Why give? Here's the Center for Responsive Politics:

Convention donors disagree with the notion that their contributions are intended to enhance their political influence. Microsoft spokeswoman Ginny Terzano said the company chose to give because of its role as a leading global software provider. [Microsoft donated nearly $1 million in software and computer support to the Democratic convention.]

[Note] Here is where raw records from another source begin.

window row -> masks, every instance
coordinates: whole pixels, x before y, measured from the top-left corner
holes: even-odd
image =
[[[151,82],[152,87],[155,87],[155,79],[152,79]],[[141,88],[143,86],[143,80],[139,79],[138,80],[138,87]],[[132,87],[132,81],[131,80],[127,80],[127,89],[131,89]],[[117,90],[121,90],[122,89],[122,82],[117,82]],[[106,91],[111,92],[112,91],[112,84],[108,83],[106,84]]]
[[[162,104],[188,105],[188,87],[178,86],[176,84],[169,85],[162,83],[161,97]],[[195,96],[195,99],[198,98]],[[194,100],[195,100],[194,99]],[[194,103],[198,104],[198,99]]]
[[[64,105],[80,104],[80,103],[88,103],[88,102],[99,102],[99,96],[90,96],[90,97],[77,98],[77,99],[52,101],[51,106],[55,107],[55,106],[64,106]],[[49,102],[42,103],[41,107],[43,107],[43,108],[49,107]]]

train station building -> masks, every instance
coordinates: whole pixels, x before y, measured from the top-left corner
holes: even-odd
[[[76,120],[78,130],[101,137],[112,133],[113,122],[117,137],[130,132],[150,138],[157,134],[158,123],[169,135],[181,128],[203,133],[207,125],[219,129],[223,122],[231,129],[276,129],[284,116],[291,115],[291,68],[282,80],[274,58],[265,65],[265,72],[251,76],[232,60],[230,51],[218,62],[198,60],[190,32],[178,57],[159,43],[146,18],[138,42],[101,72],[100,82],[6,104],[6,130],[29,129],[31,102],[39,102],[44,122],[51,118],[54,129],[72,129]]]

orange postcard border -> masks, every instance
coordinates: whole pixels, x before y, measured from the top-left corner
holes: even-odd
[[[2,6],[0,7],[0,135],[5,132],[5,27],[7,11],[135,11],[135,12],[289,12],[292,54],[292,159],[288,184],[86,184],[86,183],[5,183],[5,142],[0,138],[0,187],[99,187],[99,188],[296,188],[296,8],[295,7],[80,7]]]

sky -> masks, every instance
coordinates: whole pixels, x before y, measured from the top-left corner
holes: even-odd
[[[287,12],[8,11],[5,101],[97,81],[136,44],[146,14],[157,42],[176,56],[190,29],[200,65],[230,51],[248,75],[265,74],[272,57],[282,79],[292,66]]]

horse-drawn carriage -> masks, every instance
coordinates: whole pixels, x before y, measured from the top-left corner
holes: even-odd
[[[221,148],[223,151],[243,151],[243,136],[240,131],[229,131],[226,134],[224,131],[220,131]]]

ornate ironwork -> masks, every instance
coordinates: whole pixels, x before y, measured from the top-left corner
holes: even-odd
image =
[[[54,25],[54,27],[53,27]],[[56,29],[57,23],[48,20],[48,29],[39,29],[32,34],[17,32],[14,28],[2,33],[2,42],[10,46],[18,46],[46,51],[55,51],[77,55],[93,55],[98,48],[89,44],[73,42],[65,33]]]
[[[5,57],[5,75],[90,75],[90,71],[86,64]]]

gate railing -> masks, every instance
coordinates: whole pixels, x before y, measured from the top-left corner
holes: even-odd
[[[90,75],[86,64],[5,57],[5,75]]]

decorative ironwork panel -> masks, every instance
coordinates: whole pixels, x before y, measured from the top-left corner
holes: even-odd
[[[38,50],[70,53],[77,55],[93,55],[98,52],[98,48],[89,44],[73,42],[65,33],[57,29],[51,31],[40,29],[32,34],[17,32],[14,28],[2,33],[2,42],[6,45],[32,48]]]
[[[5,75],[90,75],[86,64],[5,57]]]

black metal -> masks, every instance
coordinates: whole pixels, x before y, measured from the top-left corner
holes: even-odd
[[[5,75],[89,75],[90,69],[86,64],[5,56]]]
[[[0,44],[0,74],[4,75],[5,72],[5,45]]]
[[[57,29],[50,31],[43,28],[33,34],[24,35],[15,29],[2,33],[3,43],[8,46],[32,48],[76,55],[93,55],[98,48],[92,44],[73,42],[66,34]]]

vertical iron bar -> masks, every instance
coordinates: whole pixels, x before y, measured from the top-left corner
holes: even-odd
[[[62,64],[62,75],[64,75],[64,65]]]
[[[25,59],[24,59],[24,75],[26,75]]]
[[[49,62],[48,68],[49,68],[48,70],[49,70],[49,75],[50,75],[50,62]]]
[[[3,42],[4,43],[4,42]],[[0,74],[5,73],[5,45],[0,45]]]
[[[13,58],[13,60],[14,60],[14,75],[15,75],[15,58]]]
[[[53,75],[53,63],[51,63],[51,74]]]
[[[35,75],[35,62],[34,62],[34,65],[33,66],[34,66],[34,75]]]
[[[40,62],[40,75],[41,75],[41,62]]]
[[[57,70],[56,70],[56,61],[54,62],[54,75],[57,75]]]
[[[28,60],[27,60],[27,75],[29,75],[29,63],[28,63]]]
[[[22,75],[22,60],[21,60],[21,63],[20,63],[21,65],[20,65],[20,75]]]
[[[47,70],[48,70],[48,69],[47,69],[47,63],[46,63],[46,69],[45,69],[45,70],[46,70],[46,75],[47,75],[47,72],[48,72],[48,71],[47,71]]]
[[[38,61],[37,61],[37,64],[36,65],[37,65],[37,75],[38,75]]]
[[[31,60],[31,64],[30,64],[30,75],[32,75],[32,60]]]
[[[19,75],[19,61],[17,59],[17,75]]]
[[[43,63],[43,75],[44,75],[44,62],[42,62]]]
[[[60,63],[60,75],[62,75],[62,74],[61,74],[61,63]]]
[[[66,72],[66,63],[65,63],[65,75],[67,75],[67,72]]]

... "We really do see these [convention] efforts as a way to support our country’s democratic process," Terzano said. "We see technology as playing an important part in the elections process."

But then again:

One group that won’t likely be giving in-kind donations is the Altria Group. The parent company of Philip Morris and Kraft Foods is the tobacco industry’s biggest political contributor and a double donor. The company, which gave at least $100,000 to the Boston host committee, is a major supporter of a bill that includes a $12 billion buyout of tobacco farmers over 10 years. The bill also would give the Food and Drug Administration the authority to regulate tobacco products.